The federal government has tremendous influence over the delivery of healthcare in this country. What initially seems a small, insignificant change in federal policy can have vast repercussions across the medical system. Moreover, there is a myriad of regulatory bodies, federal offices, and other entities that influence healthcare policy. To understand the legislative and regulatory changes impacting echocardiography—more of which will follow on next month’s President’s Message—one must understand the basics of federal agencies’ interactions with our field. This President’s Message, thus, provides a brief introduction to the “alphabet soup” of federal healthcare agencies.
The President, Congress, and the Supreme Court all directly impact the country’s medical system, as we have seen in the past two years. Before Congress votes on a bill, there are several Congressional committees that shape the legislation. In the House of Representatives, the Ways and Means, Appropriations, Energy, and Commerce Committees have primary oversight of healthcare legislation.
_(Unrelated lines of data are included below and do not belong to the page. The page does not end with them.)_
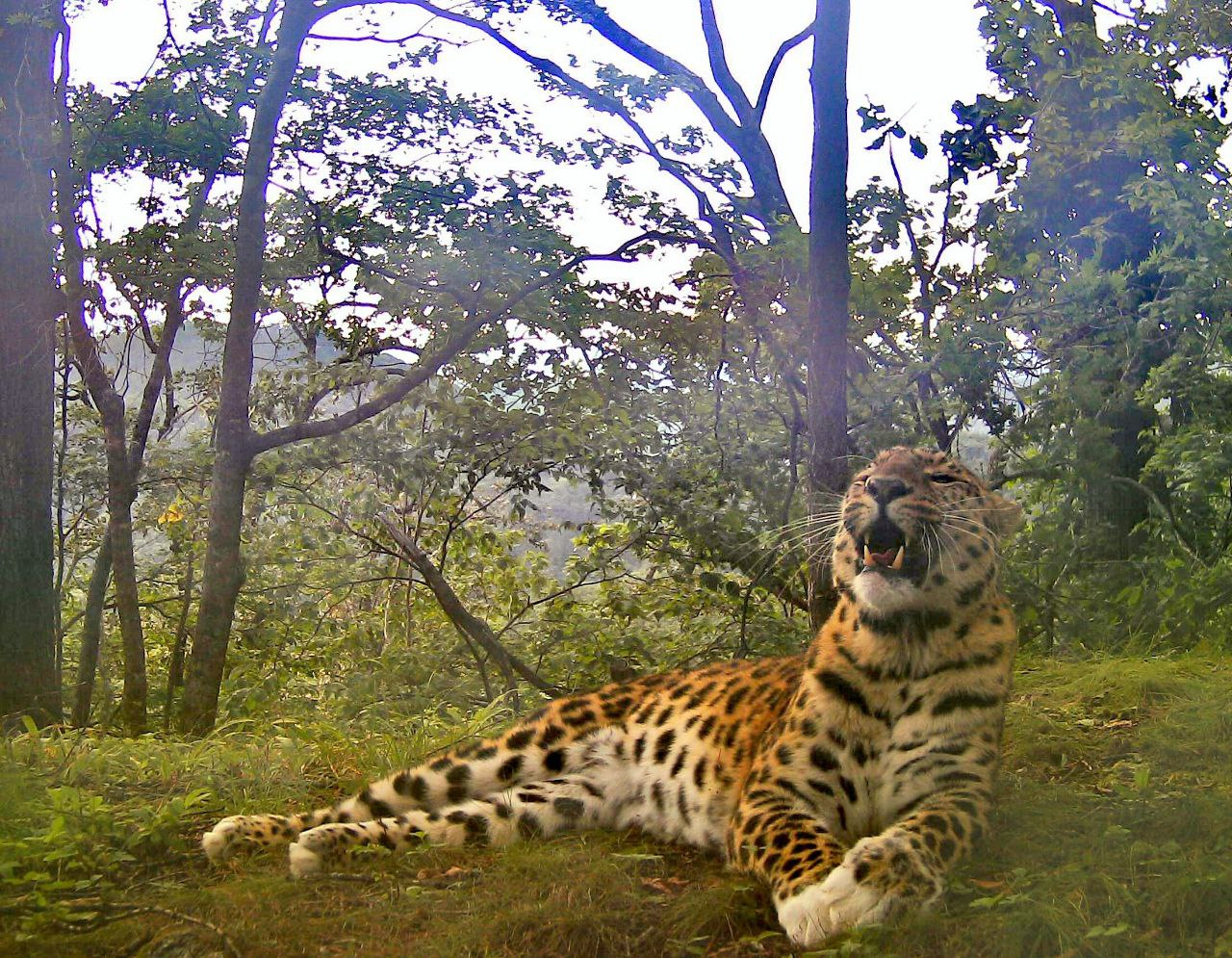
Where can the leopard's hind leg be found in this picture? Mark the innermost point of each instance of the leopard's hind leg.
(549, 745)
(531, 810)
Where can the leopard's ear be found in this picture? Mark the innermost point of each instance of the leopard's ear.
(1003, 515)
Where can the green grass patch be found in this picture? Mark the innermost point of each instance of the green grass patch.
(1113, 836)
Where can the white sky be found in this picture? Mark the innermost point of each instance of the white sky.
(914, 57)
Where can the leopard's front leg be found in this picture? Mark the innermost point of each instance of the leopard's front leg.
(901, 868)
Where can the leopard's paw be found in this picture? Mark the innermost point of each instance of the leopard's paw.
(219, 842)
(875, 882)
(304, 862)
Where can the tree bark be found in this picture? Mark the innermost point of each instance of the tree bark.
(222, 572)
(175, 669)
(91, 634)
(830, 282)
(29, 306)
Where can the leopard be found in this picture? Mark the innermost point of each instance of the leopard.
(849, 778)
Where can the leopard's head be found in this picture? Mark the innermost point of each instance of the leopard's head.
(919, 531)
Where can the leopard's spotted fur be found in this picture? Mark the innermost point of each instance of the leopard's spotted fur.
(848, 778)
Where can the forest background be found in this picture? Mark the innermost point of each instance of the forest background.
(382, 404)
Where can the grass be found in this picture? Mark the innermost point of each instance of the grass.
(1113, 836)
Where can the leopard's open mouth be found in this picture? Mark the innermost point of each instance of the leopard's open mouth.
(885, 549)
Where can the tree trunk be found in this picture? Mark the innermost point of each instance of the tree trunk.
(830, 281)
(175, 669)
(220, 575)
(91, 633)
(29, 306)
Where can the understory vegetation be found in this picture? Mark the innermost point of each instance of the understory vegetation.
(1110, 838)
(405, 377)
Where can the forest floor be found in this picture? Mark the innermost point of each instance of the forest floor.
(1113, 836)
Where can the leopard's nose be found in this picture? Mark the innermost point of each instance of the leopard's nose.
(886, 488)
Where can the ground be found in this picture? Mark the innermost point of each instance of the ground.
(1113, 836)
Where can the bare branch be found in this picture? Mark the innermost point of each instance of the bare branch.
(469, 625)
(431, 364)
(786, 47)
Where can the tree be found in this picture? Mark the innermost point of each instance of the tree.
(29, 673)
(830, 280)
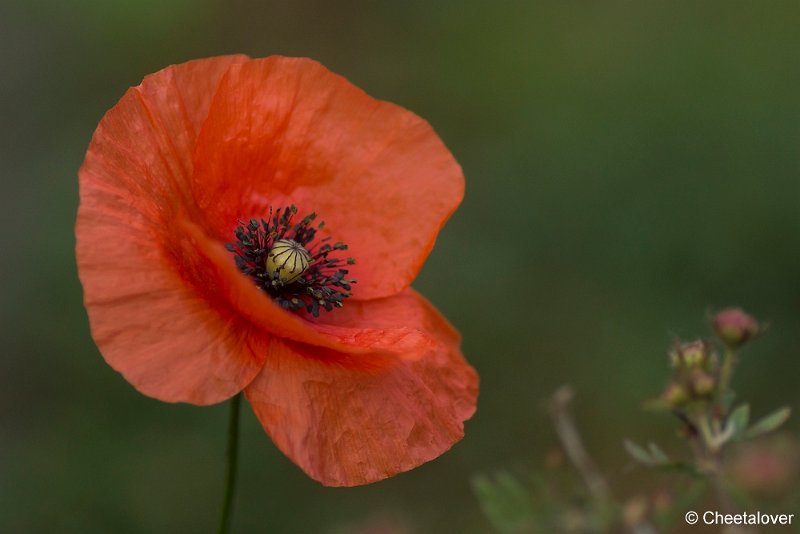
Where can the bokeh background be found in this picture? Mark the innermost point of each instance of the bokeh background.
(630, 165)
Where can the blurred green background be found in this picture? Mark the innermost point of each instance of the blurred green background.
(629, 166)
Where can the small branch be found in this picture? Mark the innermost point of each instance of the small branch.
(559, 409)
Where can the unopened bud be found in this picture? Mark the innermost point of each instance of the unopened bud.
(734, 326)
(676, 395)
(703, 384)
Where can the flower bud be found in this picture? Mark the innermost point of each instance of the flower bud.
(703, 383)
(695, 354)
(676, 395)
(734, 326)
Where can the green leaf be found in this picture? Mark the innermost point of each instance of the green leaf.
(771, 422)
(739, 418)
(506, 502)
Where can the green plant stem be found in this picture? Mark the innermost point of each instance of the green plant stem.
(725, 377)
(232, 460)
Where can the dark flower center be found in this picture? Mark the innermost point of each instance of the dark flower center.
(280, 256)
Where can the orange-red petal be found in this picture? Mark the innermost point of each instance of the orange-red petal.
(139, 275)
(349, 420)
(287, 130)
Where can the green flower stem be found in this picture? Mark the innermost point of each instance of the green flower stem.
(232, 459)
(725, 378)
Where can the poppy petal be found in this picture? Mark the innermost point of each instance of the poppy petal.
(354, 420)
(148, 321)
(287, 130)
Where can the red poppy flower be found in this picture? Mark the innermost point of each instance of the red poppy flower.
(178, 168)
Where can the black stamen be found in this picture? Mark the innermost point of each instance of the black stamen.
(322, 284)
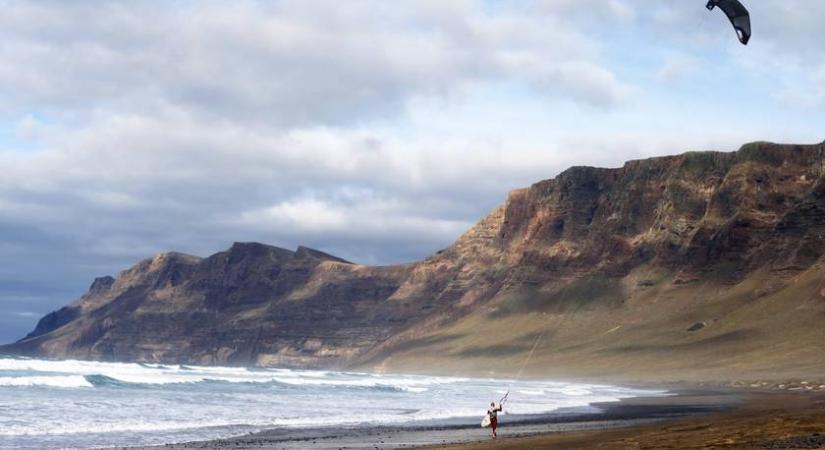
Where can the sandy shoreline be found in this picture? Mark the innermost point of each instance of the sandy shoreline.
(632, 412)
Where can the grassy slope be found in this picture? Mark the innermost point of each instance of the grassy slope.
(767, 326)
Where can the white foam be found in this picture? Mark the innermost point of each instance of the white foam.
(71, 381)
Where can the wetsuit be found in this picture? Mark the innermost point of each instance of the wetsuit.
(493, 413)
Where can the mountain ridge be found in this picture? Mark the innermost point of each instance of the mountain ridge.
(703, 240)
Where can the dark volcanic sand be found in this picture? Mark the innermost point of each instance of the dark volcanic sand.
(628, 412)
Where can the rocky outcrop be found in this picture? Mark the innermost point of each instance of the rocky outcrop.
(587, 247)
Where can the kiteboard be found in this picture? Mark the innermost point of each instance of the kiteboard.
(485, 421)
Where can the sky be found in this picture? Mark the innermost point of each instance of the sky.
(376, 131)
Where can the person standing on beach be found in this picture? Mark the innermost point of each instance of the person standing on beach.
(493, 413)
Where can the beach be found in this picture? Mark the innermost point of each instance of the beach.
(514, 432)
(763, 420)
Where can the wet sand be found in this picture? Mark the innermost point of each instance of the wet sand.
(765, 420)
(518, 431)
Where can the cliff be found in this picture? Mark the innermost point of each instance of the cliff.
(699, 265)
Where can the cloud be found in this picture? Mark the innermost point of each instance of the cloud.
(377, 131)
(281, 63)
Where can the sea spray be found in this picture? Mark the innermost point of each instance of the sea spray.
(84, 404)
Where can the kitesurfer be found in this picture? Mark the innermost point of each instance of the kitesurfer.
(493, 414)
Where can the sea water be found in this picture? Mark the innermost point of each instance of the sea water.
(84, 404)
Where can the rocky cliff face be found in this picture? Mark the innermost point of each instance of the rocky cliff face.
(612, 265)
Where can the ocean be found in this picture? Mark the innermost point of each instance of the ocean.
(84, 404)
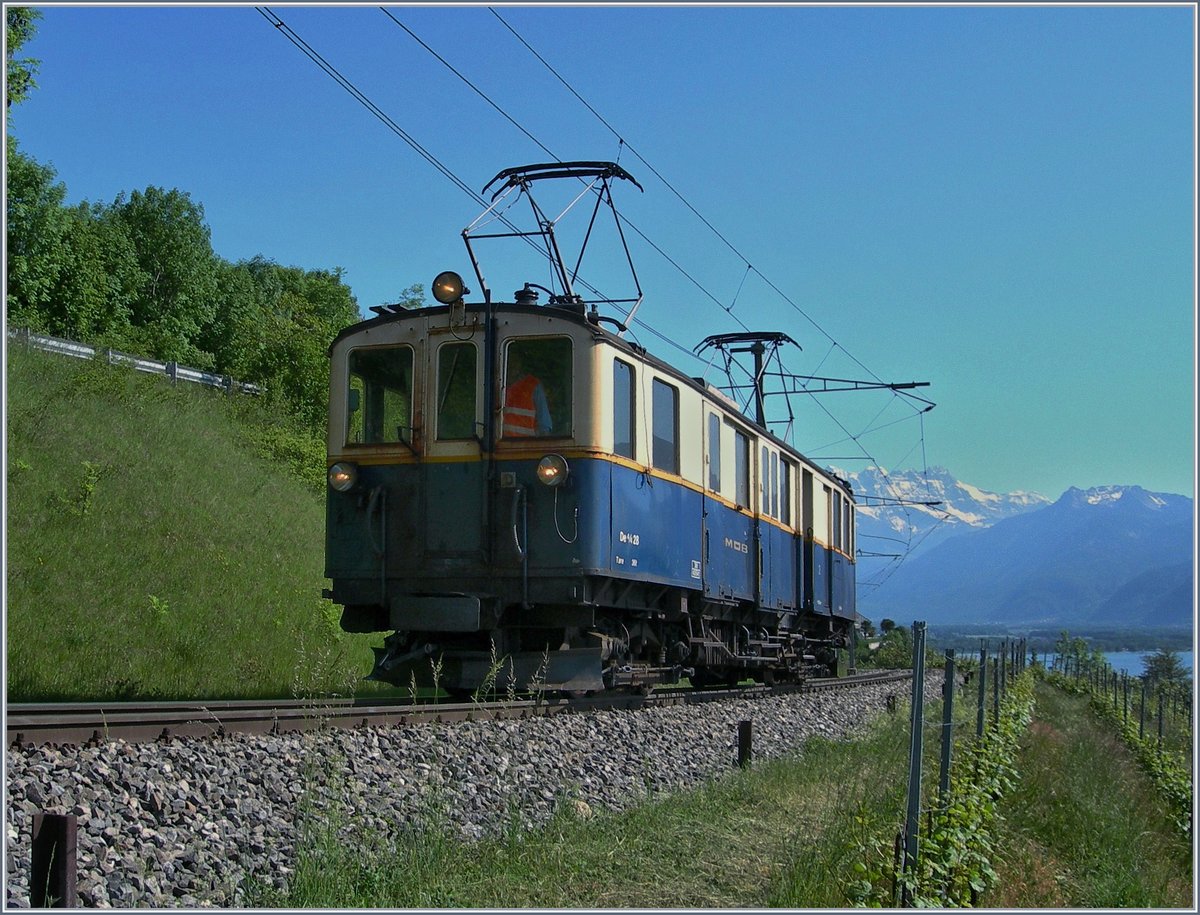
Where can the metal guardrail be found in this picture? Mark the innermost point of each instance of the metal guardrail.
(172, 370)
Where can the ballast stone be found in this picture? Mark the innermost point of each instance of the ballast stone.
(193, 823)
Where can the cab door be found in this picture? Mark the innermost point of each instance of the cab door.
(453, 491)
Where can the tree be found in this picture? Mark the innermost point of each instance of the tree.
(412, 297)
(19, 28)
(35, 227)
(100, 277)
(178, 297)
(1165, 668)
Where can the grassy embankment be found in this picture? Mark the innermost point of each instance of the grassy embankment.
(159, 548)
(162, 542)
(1083, 827)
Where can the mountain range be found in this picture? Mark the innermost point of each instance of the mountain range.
(1114, 556)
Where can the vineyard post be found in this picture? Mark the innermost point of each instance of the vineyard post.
(943, 784)
(1125, 698)
(1159, 718)
(912, 823)
(995, 692)
(983, 691)
(1141, 718)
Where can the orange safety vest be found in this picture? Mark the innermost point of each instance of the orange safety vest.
(520, 417)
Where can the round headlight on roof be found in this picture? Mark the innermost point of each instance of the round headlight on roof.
(448, 287)
(552, 470)
(342, 477)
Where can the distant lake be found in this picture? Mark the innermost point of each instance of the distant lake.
(1134, 661)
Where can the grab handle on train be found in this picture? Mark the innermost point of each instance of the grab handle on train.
(517, 497)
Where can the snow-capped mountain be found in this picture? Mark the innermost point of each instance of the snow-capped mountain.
(1111, 555)
(910, 528)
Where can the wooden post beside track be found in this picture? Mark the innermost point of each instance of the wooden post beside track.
(745, 743)
(52, 877)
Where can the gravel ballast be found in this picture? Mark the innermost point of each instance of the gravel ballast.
(184, 823)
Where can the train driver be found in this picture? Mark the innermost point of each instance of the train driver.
(526, 408)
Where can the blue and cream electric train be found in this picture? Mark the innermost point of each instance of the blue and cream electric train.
(519, 494)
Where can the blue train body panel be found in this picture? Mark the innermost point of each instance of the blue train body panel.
(657, 528)
(779, 586)
(729, 552)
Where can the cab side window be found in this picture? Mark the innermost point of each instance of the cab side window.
(381, 395)
(624, 438)
(538, 388)
(456, 392)
(665, 405)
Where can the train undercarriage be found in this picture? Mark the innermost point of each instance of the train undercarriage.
(576, 649)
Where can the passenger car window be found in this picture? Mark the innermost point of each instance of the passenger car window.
(742, 468)
(538, 388)
(456, 392)
(379, 407)
(714, 452)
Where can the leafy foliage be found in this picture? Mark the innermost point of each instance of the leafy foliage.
(957, 849)
(1170, 770)
(19, 28)
(141, 275)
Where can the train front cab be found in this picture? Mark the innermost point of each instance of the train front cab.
(460, 554)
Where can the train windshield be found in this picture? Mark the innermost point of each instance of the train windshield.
(538, 388)
(381, 395)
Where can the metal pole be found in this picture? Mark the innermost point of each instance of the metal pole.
(912, 823)
(943, 785)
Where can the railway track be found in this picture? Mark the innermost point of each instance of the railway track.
(77, 723)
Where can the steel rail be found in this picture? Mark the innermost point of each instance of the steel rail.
(78, 723)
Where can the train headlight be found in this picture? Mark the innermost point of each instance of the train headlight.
(342, 477)
(448, 287)
(552, 470)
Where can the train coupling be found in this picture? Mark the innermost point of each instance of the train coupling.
(393, 656)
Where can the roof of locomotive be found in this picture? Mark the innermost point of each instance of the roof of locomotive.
(575, 316)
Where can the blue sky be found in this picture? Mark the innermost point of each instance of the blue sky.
(999, 201)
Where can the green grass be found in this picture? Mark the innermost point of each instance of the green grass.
(783, 833)
(1085, 827)
(154, 551)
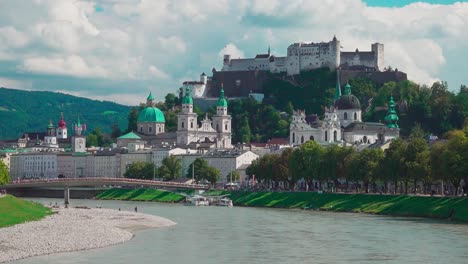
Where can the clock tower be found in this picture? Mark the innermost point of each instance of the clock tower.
(78, 140)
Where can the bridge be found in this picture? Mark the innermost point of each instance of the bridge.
(66, 183)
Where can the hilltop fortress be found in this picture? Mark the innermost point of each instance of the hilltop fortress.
(307, 56)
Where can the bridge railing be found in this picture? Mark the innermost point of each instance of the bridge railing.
(110, 180)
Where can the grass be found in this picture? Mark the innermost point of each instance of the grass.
(15, 211)
(152, 195)
(397, 205)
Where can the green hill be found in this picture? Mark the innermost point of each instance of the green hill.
(30, 111)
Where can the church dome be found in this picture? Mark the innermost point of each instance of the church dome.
(151, 114)
(348, 101)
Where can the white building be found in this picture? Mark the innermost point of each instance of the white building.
(33, 166)
(343, 124)
(216, 131)
(306, 56)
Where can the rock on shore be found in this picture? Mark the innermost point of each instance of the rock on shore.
(71, 229)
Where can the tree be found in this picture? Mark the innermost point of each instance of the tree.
(116, 131)
(4, 175)
(211, 174)
(132, 120)
(171, 168)
(198, 165)
(233, 176)
(140, 170)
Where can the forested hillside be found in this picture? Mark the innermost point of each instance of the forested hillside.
(30, 111)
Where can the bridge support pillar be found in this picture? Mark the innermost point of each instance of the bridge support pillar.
(66, 195)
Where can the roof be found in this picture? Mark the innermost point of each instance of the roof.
(347, 101)
(130, 135)
(151, 114)
(278, 141)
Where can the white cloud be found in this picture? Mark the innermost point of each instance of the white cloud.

Similar committees exist in the Senate, where the Health, Education, Labor and Pension (HELP); Finance; and Budget Committees have primary jurisdiction over healthcare issues.
Additionally, the Congressional Budget Office (CBO) is a nonpartisan office that produces independent analyses of budgetary and economic issues for Congress. While the CBO does not make policy recommendations, its reports do calculate anticipated costs and savings that generally have significant implications for the future of any legislation.
The Government Accountability Office (GAO) is the audit, evaluation, and investigative arm of Congress. Its audits and investigative reports contain findings, conclusions, and/or recommendations which often influence policy, including healthcare.
The Medicare Payment Advisory Commission (MedPAC) is an independent Congressional agency that was established to advise the U.S. Congress on issues affecting the Medicare program. MedPAC has 16 members, five of whom are physicians. Its mandate includes advising Congress on payments to Medicare private health plan providers, on payments to Medicare’s traditional fee-for-service providers, and on access and quality of care issues. MedPAC produces two reports each year, in March and June, which list its findings and often provide the basis for adopted legislation.
The United States Department of Health and Human Services (HHS) is a Cabinet-level department of the US federal government charged with “the goal of protecting the health of all Americans and providing essential human services,” and it has direct oversight over healthcare policy. The Centers for Medicare & Medicaid Services (CMS) is an agency within HHS responsible for the administration of numerous crucial federal health care programs. These include managing the Medicare program and working with state governments to oversee Medicaid. CMS releases a proposed rule each July that updates the Physician Fee Schedule (PFS), which sets the Medicare payment schedule for physicians and procedures done in physician offices; and the Hospital Outpatient Prospective Payment System (HOPPS), which sets the reimbursement schedule for hospital outpatient offices. There is an open period for comment once the proposed rule is announced in July. The final rule is issued in November and generally goes into effect in January.
Many of the pricing recommendations issued by CMS come from the Relative Value Scale Update Committee, or RUC. The American Medical Association (AMA) founded the RUC in 1991 to act as an expert panel in developing relative value recommendations to CMS on certain codes in the Current Procedural Terminology (CPT) book. As the frontiers of medicine advance, new or revised CPT codes are introduced to the RUC by the AMA’s CPT committee—on which the American College of Cardiology (ACC) has a seat, and with whom ASE works closely. Meeting three times a year, the RUC panel makes recommendations on values assigned to new and revised CPT codes and conducts a rolling five-year review to examine CPT codes that appear potentially incorrectly valued. The RUC recommendations are used, often with little modification, by CMS in its annual updates to the Medicare relative value scale.
There are many other organizations within HHS—and thus, reporting to the President through the Cabinet—which shape healthcare policy. Some of the more important ones are the Food and Drug Administration (FDA), National Institutes of Health (NIH), Public Health Service, and the Agency for Healthcare Research and Quality (AHRQ).
Today we have explored the legislative and regulatory maze which our ASE Advocacy staff and volunteers must negotiate successfully. Our annual ASE Advocacy budget of $350,000 is small when compared with the ACC. We share our subspecialty expertise and collaborate closely with ACC at the federal level to achieve our primary goal—promoting excellence in the practice of cardiovascular ultrasound. And, very importantly, we have an effective team advocating for echo, including our Advocacy committee Chair Dr. David Wiener; our legislative counsel, Diane Millman; our coding expert, Judy Rosenbloom; our Health Policy Manager, Irene Butler; and our CMS consultant, Denise Garris.
Next month, this President’s Page will focus on new CMS proposed rules expected in July—including ones which will affect reimbursement for echocardiograms performed in hospital-based outpatient offices.